Elevated error rates on Chat API
Incident Report for getstream.io
Postmortem

We have completed the post mortem for the December 9th incident. As the founder and CEO of Stream I’d like to apologize to all of our customers impacted by this issue. Stream powers activity feeds and chat for a billion end users, and we recognize that our customers operating in important sectors, such as healthcare, education, finance, and social apps, rely on our technology. As such, we have a responsibility to ensure that these systems are always available. 

Stability and performance is the cornerstone of what makes a hosted API like Stream work. Over the last 5 years it’s been extremely rare for us to have stability issues. Our team spends a significant amount of time and resources to ensure that we keep up our good stability track record. On December 9th, however, we made some significant mistakes, and we need to learn from that, as a team, and do better in the future.

The Outage

A rolling deployment between 11:28 GTM & 14:38 GMT was made to chat shards in US-east and Singapore regions. The code contained an issue with our Raft-based replication system, causing 66% of message events to not be delivered. Messages were still stored and retrievable via the API. The event replay endpoint also still returned messages. At 17:00 GMT the issue was identified and the code was rolled back, resolving the issue for all shards by 17:38 GMT. While the end user impact on the chat experience depends on the SDK, the offline storage integration, and the API region, for most apps, this meant a very significant disruption to the chat functionality.

What Went Wrong

As with any significant downtime event, it was a combination of problems that caused this outage. 

  1. The issue with the broken code should have been caught during our review process.
  2. The QA process should have identified this issue. Unfortunately tests were run on a single node setup and did not capture the bug.
  3. The issue with the reduced message events should have been visible during the rolling deploy.
  4. Monitoring and alerting should have picked up the issue before our customers reported it.

Resolution 1 - Monitoring

The biggest and most glaring issue here is the monitoring. While we do have extensive monitoring and alerting in place, we did not have one that captured message propagation. The team is introducing monitoring to track message delivery and adding alerting rules.

Resolution 2 - QA

The second issue is that our extensive QA test suite didn’t catch this issue, since it only occurred when running Stream in a multi cluster environment. We are updating our QA process to run in a cluster environment, so that it more closely resembles production systems. 

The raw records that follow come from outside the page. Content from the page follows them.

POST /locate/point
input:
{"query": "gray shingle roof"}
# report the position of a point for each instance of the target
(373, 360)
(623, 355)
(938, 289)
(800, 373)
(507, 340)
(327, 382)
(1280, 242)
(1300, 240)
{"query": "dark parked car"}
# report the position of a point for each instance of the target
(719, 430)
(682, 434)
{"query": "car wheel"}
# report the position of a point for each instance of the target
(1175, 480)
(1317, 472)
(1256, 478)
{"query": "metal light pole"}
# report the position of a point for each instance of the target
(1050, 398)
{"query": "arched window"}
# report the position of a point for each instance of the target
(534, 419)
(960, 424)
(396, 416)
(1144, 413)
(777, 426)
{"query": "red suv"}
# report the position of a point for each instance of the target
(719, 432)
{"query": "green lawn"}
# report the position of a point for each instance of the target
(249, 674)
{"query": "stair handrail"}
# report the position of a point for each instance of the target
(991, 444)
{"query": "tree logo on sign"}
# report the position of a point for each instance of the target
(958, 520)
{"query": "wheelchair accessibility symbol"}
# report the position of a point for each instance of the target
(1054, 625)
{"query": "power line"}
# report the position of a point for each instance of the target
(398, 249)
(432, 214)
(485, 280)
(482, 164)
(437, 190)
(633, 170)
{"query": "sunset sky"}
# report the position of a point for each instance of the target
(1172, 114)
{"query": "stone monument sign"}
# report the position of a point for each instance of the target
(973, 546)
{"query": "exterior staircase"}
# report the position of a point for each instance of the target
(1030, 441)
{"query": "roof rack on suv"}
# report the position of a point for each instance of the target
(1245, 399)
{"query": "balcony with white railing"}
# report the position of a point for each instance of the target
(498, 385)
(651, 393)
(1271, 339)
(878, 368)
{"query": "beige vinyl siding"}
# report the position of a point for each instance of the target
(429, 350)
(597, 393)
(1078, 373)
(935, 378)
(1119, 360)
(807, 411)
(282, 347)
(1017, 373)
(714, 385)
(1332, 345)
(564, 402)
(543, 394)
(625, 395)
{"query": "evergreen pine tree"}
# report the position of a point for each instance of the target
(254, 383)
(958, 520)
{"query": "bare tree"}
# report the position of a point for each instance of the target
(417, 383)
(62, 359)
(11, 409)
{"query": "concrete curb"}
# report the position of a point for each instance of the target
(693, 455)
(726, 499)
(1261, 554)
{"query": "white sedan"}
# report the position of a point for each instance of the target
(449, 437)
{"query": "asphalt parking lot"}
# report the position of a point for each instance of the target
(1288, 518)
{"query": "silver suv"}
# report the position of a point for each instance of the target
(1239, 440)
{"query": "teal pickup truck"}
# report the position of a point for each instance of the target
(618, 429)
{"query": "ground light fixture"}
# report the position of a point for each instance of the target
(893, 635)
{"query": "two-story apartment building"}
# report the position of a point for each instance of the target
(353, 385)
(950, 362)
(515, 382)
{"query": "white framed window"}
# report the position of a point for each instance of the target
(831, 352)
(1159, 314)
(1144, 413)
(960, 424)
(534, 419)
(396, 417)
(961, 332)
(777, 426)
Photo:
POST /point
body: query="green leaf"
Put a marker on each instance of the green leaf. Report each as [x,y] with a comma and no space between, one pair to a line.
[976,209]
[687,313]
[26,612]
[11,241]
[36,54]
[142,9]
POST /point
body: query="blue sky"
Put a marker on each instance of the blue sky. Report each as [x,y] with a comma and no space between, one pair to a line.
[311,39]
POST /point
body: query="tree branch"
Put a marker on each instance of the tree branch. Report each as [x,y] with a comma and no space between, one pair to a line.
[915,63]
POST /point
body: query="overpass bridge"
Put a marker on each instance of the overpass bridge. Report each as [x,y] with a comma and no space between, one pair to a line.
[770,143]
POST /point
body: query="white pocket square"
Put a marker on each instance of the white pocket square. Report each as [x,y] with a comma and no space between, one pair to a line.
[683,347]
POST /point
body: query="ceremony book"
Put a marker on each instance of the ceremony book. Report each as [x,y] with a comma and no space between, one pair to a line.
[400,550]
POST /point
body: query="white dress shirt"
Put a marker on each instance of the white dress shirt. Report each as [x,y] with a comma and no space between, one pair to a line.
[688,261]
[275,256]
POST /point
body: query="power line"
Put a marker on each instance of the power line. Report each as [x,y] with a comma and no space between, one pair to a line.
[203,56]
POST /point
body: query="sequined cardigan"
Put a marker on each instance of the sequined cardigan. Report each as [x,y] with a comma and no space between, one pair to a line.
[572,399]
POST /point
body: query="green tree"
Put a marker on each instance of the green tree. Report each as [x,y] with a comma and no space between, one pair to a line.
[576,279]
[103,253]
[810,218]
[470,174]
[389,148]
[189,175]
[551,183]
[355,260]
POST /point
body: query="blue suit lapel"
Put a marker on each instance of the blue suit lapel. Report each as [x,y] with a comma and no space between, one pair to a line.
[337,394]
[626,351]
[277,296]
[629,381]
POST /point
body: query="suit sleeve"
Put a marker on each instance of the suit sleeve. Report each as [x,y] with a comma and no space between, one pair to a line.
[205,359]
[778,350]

Resolution 3 - Heartbeat Monitoring

The previous two resolutions would have been enough to avoid this incident or reduce it to a very minor incident. With that being said, Chat API is a complex system and we think that more end-to-end testing will make issues easier to notice. For this reason we are also going to introduce canary-like testing so that we can detect failures at client-side level as well.

Non-Technical Factors

Stream has been growing extremely rapidly over the last year. Our team grew from 31 to 93 in the last 12 months. The chat API usage has been growing even faster than that. Keeping up to this level of growth requires constant changes to processes and operations like monitoring and deployment. This is something we have to reflect on as a team and do better.

Conclusion

Performance and stability is one of our key focus areas and something we spend a significant part of our engineering efforts on. Yesterday we let our customers down. For that, Tommaso and I would like to apologize. The entire team at Stream will strive to do better in the future.

Posted Dec 10, 2020 - 20:37 UTC

Resolved
This incident has been resolved.
Posted Dec 09, 2020 - 17:43 UTC
Identified
We identified an issue with Chat API that caused some messages to not being delivered via Websockets. The problem is already resolved for most applications, and the remediation should be completed for all apps shortly.
Posted Dec 09, 2020 - 17:20 UTC
Investigating
We are currently investigating an increase of errors on Chat API
Posted Dec 09, 2020 - 16:59 UTC
This incident affected: US-East (Chat - API).